Fed approves October reversal of historic stimulus, leaves rates unchanged
- Author: Zachary Reyes Sep 20, 2017,
Sep 20, 2017, 21:39
In a long-anticipated move, the Fed also announced it will slowly shrink its huge $4.5 trillion balance sheet starting in October.
The idea was that, with interest rates cut to close to zero, more needed to be done to boost economic activity. The caution in raising rates comes as inflation has consistently stayed below the Fed target of 2 percent.
That means President Trump will appoint 5 of the 7 total members on the Fed's governing board before the end of his 1st year in office.
The Federal Reserve will begin shrinking the enormous portfolio of bonds it amassed after the 2008 financial crisis to try to sustain a frail economy. The Fed stopped buying new bonds in 2014 but kept its balance sheet high by reinvesting the proceeds of maturing bonds.
But it remains to be seen whether central bankers are more concerned about the temporary slowdown, or will brush it off.
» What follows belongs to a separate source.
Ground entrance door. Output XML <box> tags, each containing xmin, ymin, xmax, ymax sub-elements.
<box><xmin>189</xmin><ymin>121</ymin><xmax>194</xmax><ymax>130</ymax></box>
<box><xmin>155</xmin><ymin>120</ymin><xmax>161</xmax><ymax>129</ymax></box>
No Fed officials dissented on the decision.
The Fed targets 2% inflation and its preferred indicator, the personal consumption expenditure deflator was just 1.4% in July, although the August consumer price index rose to 1.9%, from the prior month's reading of 1.7%. A decline in estimates of this measure would help Yellen to explain why the steep drop in the jobless rate had failed to spur inflation as expected so far.
"In my view, they need to normalize policy", he said.
Most economists don't expect the Fed to raise interest rates Wednesday.
This scenario could provide a trade opportunity: a window of opportunity to short the dollar between the release of the FOMC statement and the dot-plot at 18:00 and Yellen's presser that begins at 18:30 and usually lasts one hour. The Fed is likely to keep interest rates unaltered post its two-day meeting, while analysts suggest that it could announce plans to begin unwinding its United States dollars 4.5 trillion balance sheet.
"Downgrades to the infamous dot diagram could complicate Yellen's efforts to convince markets they are too complacent", these economists warned.
However, policymakers have maintained expectations for a third hike to happen before the year is out and they are expected to reaffirm this stance.
Deutsche Bank does believe that inflation developments will be key and some further evidence of the inflation trend firming is likely needed.
The CME Group's tracker of investor sentiment has put the likelihood of a rate hike by December at 56 percent.
The impact of the Fed unwinding its purchases of mortgage-backed bonds on the housing market is therefore going to be particularly sensitive if it pushes up interest rates - and therefore the cost of mortgages - for homeowners.
But President Trump is getting a much larger opportunity to influence the Fed with his nominations.
To avoid spooking investors, the process would be so gradual that the Fed's balance sheet would remain above $3 trillion until late 2019.
The Big A: What we know so far; Kevin Warsh is now the obvious frontrunner as President Trump's replacement for Janet Yellen. Janet Yellen's term as US Federal Reserve chair is up in February, and president Trump has waffled on whether he will reappoint her, from insisting she is tainted by her association as an Obama nomination, to suggesting that, as a "low-interest rate person", he approves of her dovishness.
Inflation affects prices - milk, train tickets, everything.